Americans Thinking of Reallocating Portfolios Following Election

The right messaging and access to advice can help retirement plan participants make the right decisions for their financial future.

Half of Americans said they are changing their investment strategy as a result of the presidential election, and 52% of working Americans are seeking more guidance on their financial strategy, according to a survey conducted by The Harris Poll on behalf of Empower Retirement and Personal Capital.

According to the survey report, “Back to (Financial) Basics: How Americans Are Responding After an Unprecedented 2020,” many respondents want to improve their financial stability. Seventy percent are saving more, 33% say they are more likely to work with financial professionals, and 25% are prioritizing saving for retirement.

Survey respondents expressed more worry than ever about various financial issues. Seventy-nine percent are more pessimistic about health care costs now than they were last year. That pessimism extends to taxes (82%), the price of higher education (81%), interest rates (80%), retirement planning (80%), the stock market trajectory (79%), Social Security (78%), the housing market (75%) and COVID-19 stimulus (72%).

Steve Jenks, chief marketing officer at Empower, says the 50% who are thinking of changing their investments would serve themselves well if they stuck with their strategies for the long term. “At Empower, what we have seen over the past year are a couple of trends that are important to highlight,” Jenks tells PLANSPONSOR. “When the pandemic first hit, we did not see a significant flight to safety. Those who were invested remained invested for the most part, and they rode out the market volatility. The retirement investor proved to be quite resilient in this respect.”

However, Jenks said, many retirement plan participants phoned the Empower call center to voice their concerns. Luckily, he says, call center representatives were able to emphasize the importance of keeping one’s eyes on the long term, and most participants did not change their portfolio allocations. “This trend has highlighted the importance of advice provided by in-person engagements,” he adds.

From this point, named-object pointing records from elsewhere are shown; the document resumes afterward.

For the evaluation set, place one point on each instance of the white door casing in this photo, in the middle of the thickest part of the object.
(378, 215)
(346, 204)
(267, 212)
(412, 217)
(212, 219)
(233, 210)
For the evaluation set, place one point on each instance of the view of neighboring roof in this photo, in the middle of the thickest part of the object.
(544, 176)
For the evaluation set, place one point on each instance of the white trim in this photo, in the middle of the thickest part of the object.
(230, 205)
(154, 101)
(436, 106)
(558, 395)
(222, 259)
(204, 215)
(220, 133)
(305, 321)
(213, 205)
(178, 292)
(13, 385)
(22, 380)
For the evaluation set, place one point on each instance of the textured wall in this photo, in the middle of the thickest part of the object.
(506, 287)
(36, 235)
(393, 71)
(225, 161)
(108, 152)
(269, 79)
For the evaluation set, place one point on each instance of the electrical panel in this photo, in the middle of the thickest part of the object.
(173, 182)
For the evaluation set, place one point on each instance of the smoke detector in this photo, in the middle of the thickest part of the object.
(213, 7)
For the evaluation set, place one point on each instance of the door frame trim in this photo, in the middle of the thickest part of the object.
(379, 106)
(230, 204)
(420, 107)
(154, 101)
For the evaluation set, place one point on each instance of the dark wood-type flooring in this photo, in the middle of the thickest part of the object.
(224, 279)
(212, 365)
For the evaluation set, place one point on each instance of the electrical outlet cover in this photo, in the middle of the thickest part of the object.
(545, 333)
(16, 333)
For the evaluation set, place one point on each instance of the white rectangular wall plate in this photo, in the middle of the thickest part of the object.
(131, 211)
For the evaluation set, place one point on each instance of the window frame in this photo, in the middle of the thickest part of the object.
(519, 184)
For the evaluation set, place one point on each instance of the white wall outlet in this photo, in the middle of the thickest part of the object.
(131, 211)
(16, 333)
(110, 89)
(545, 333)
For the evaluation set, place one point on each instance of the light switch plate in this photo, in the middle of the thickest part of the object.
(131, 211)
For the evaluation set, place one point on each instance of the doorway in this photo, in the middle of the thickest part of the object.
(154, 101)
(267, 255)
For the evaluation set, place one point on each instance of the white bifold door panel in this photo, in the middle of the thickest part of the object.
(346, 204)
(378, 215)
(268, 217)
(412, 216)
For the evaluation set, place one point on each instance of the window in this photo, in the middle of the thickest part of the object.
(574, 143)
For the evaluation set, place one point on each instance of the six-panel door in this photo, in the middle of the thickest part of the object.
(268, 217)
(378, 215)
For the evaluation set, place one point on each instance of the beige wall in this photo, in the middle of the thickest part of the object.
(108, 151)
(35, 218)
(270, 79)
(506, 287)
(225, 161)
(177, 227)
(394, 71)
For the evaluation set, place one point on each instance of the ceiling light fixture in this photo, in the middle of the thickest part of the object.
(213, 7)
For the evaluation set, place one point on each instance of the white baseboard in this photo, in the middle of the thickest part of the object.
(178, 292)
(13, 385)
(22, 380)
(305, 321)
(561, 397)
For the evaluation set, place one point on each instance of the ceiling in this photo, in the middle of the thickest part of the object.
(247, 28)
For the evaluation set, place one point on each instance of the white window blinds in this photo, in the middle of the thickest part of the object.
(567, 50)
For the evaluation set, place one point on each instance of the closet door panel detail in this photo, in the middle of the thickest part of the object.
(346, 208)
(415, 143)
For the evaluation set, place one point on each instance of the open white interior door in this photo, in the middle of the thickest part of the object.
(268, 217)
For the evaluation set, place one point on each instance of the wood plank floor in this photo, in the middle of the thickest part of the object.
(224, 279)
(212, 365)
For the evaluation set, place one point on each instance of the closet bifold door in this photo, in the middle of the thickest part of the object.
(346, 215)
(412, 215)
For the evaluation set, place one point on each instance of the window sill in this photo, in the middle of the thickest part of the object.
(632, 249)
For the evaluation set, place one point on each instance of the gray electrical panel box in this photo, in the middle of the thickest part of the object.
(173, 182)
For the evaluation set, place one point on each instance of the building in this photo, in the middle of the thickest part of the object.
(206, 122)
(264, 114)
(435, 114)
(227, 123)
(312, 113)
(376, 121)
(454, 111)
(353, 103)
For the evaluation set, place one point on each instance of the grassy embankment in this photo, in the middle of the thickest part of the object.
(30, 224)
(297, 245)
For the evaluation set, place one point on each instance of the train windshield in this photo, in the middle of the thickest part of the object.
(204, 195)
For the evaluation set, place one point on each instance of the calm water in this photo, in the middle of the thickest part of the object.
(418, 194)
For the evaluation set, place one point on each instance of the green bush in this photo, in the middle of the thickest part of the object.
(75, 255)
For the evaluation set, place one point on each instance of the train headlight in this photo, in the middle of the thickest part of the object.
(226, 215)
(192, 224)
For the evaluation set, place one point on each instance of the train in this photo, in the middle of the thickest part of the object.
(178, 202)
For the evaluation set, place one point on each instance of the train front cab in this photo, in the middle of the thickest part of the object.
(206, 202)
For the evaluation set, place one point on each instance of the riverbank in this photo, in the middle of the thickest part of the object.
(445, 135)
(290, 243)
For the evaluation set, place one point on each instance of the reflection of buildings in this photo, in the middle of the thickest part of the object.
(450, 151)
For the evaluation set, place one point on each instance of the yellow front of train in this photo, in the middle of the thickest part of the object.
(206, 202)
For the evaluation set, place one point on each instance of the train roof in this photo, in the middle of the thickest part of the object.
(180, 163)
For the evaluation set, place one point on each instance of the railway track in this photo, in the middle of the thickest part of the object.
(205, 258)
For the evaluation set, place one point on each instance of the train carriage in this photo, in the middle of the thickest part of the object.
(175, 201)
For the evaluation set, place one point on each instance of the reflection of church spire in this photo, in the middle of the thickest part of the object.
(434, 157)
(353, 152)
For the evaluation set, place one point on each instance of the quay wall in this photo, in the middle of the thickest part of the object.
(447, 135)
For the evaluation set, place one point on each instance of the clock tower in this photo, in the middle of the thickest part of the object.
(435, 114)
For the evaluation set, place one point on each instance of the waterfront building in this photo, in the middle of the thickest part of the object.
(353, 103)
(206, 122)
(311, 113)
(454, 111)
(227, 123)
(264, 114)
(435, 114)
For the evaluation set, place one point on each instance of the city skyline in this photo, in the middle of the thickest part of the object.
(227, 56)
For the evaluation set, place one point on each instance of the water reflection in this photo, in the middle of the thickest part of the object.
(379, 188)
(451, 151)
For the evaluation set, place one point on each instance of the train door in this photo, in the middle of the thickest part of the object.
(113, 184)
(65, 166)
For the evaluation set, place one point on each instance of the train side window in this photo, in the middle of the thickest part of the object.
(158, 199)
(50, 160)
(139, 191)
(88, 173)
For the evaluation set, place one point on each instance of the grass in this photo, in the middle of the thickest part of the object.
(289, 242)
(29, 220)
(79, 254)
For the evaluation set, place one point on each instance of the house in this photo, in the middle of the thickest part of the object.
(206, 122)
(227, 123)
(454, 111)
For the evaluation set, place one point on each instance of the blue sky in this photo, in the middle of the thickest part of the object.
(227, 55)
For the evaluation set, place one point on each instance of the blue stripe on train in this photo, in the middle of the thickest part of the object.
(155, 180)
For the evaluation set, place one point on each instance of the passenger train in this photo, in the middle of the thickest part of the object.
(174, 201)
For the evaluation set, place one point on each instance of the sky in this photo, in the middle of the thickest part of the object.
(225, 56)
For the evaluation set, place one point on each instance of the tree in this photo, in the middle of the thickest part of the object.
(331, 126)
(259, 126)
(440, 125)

For those seeking guidance about their financial plans, “sponsors should help participants take advantage of advice offerings that are available to them,” Jenks says. “There is no one-size-fits-all message for employees who feel the need to make a change to their plan. Some participants may need to make a change; others may not. The important element to any change is to not act with emotion. Instead, a wiser course of action is to seek the help of a professional adviser. Every individual has different needs and should weigh those needs against whatever action they need to take.”